Noise shaper system equations

Here are a few quick notes on digital noise shapers, primarily for my own reference.

Introduction

Here we have a traditional noise shaper setup, consisting of an Nth-order loop filter and a quantizer:

When a linear model is assumed, the noise transfer function (NTF) $H_{ntf}$ can be expresses as a function of the loop filter:

$H_{ntf}(z) = \frac{1}{1+H_{loop}(z)}.$

The loop filter also changes the frequency response of the input signal:

$H_{sig}(z) = \frac{H_{loop}(z)}{1+H_{loop}(z)}.$

Assuming the loop gain is very high in the lower part of the spectrum, where the desired signal is present, this frequency response can be approximated as:

$H_{sig}(z) = \frac{H_{loop}(z)}{1+H_{loop}(z)} \approx \frac{H_{loop}(z)}{H_{loop}(z)} = 1.$

In effect, given enough in-band loop gain, the frequency domain distortion is negligible.

Causal loop filters

Given a desired noise transfer function $H_{ntf}$, the loop filter can be derived as follows:

$H_{loop}(z) = \frac{1}{H_{ntf}(z)} - 1$

Now, splitting the NTF into its poles A(z) and zeroes B(z), the loop filter can be expressed as:

$H_{loop}(z) = \frac{A_{ntf}(z)}{B_{ntf}(z)} - 1$

and therefore:

$H_{loop}(z) = \frac{A_{ntf}(z) - B_{ntf}(z)}{B_{ntf}(z)}.$

For the loop to be causal, the loop filter must have at least one pure delay.
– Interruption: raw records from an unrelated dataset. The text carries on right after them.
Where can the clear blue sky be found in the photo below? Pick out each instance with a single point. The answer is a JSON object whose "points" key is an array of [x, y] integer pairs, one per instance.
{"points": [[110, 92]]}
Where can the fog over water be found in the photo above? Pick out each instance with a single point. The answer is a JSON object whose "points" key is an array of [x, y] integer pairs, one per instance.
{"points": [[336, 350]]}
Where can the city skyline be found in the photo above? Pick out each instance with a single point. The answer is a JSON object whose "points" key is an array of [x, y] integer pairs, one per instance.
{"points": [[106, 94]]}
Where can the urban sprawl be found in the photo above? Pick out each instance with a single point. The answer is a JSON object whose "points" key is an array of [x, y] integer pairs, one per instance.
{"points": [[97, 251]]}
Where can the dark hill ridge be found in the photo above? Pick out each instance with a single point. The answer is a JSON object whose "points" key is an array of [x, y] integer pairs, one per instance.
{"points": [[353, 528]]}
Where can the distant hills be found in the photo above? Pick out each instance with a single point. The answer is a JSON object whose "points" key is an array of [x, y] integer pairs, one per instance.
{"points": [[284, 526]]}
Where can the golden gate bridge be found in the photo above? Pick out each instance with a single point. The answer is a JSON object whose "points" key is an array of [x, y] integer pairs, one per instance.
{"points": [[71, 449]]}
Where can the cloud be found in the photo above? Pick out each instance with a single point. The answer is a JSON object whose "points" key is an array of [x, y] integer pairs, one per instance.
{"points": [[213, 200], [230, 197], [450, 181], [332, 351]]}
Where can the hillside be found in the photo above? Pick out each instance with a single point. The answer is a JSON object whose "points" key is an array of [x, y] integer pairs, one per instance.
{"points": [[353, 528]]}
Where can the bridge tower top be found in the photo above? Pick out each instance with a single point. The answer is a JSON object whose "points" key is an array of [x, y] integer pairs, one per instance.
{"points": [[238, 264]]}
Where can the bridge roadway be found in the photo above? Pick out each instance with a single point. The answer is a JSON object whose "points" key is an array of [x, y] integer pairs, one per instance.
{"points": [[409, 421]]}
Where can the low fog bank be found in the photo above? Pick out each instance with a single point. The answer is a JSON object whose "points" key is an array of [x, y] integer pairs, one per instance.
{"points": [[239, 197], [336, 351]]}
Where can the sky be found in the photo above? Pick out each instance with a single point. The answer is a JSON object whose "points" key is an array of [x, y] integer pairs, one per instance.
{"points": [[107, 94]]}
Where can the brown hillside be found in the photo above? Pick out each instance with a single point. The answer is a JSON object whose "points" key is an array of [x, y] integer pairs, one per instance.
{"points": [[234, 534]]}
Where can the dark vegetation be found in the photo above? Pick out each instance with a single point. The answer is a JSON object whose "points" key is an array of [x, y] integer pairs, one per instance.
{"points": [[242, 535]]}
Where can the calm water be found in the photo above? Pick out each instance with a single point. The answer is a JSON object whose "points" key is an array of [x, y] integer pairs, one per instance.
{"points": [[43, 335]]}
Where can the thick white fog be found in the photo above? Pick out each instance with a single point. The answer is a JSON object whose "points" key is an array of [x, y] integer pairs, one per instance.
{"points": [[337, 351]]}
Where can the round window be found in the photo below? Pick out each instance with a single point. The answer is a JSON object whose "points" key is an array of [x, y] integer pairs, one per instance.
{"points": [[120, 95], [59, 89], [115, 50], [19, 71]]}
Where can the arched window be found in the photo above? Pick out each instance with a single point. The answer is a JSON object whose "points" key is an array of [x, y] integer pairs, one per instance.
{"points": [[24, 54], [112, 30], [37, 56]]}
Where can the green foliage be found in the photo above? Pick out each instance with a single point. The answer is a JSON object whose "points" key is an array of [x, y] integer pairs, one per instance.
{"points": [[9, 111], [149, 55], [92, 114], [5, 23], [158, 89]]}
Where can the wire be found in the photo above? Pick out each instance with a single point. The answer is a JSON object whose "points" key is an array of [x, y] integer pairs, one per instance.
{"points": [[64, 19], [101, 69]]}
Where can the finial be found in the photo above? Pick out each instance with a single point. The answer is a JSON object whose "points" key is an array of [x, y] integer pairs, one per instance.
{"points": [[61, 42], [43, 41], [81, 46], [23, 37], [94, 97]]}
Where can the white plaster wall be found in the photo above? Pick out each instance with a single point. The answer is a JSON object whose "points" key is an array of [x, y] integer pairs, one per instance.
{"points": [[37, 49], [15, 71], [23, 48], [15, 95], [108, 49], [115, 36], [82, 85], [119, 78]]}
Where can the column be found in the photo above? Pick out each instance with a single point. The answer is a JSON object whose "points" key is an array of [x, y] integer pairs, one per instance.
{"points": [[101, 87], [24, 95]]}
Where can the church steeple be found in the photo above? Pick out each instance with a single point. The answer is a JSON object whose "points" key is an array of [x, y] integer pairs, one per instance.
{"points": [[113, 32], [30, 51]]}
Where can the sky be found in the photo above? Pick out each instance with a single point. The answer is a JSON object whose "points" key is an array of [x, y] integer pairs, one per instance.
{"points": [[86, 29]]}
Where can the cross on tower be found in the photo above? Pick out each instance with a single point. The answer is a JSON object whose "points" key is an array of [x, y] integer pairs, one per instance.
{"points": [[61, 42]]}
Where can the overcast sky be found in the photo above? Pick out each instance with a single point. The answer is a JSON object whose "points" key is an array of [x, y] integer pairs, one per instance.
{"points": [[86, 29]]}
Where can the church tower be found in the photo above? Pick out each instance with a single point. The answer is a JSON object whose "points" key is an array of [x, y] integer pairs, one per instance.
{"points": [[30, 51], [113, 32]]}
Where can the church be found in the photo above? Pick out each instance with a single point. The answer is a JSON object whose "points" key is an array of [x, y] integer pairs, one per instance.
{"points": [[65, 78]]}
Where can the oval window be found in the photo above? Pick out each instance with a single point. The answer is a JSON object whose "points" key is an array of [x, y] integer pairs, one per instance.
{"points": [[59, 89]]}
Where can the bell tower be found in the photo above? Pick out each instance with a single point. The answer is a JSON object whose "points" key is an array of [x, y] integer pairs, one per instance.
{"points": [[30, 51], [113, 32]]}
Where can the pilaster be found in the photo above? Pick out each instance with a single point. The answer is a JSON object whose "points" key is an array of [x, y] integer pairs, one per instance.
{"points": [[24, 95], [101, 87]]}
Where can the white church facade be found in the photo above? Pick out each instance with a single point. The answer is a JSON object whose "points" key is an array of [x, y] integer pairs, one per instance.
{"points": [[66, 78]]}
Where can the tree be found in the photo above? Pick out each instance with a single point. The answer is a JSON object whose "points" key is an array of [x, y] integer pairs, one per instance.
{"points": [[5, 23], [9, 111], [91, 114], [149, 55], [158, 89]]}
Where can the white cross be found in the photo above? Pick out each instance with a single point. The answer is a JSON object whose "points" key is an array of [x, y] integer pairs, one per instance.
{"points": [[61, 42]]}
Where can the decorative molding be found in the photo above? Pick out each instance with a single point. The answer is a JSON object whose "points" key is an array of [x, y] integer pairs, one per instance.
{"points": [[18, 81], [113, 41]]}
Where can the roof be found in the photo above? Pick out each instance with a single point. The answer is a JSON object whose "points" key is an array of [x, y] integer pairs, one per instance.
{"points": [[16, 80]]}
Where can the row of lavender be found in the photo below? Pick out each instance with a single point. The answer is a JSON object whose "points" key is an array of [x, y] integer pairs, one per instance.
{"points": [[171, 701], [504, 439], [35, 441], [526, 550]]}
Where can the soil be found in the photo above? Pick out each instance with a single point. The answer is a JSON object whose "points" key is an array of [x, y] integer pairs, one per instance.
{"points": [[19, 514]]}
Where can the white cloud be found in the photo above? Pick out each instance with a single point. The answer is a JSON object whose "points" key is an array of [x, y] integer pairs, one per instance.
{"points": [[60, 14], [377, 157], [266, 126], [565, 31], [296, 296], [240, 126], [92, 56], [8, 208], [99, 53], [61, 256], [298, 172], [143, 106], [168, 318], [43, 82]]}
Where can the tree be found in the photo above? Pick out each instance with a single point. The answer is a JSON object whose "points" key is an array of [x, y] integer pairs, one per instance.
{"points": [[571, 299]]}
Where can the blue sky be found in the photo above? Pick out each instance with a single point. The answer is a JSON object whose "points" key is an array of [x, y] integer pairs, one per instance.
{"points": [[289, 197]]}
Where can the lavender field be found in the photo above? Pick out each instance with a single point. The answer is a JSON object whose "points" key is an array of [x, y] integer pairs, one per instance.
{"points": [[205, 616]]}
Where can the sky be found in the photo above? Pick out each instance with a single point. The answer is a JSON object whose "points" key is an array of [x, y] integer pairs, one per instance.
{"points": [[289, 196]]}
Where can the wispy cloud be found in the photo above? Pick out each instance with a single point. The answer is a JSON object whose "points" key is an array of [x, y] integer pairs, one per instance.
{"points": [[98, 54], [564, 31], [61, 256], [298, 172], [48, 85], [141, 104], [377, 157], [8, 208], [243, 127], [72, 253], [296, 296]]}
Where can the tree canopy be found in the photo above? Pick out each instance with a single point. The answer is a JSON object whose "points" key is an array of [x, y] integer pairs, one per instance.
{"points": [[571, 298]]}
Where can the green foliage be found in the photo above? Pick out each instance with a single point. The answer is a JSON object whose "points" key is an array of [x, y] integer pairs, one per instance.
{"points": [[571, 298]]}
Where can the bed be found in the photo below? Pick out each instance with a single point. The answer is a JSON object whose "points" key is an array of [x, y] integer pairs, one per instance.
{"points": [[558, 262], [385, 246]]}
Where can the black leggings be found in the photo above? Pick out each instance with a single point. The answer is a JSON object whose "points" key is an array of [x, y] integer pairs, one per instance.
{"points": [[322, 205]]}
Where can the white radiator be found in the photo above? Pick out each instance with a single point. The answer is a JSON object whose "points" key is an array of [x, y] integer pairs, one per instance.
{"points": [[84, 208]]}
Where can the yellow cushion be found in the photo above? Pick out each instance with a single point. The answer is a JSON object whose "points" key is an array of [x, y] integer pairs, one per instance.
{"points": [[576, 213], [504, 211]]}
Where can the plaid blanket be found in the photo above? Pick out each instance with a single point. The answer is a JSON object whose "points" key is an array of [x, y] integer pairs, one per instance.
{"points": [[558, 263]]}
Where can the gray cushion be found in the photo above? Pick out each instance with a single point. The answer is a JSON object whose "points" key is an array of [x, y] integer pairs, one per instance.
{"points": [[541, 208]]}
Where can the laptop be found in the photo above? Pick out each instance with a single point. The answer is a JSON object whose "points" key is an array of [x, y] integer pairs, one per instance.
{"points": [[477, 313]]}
Given that $A(z) = 1 - a_1 \cdot z^{-1} - a_2 \cdot z^{-2} - \ldots - a_n \cdot z^{-n}$, if we force the first coefficient of B(z), i.e. $b_0$, to be equal to 1, the first coefficient of the resulting loop filter numerator will be zero and the loop filter is guaranteed to have at least one delay.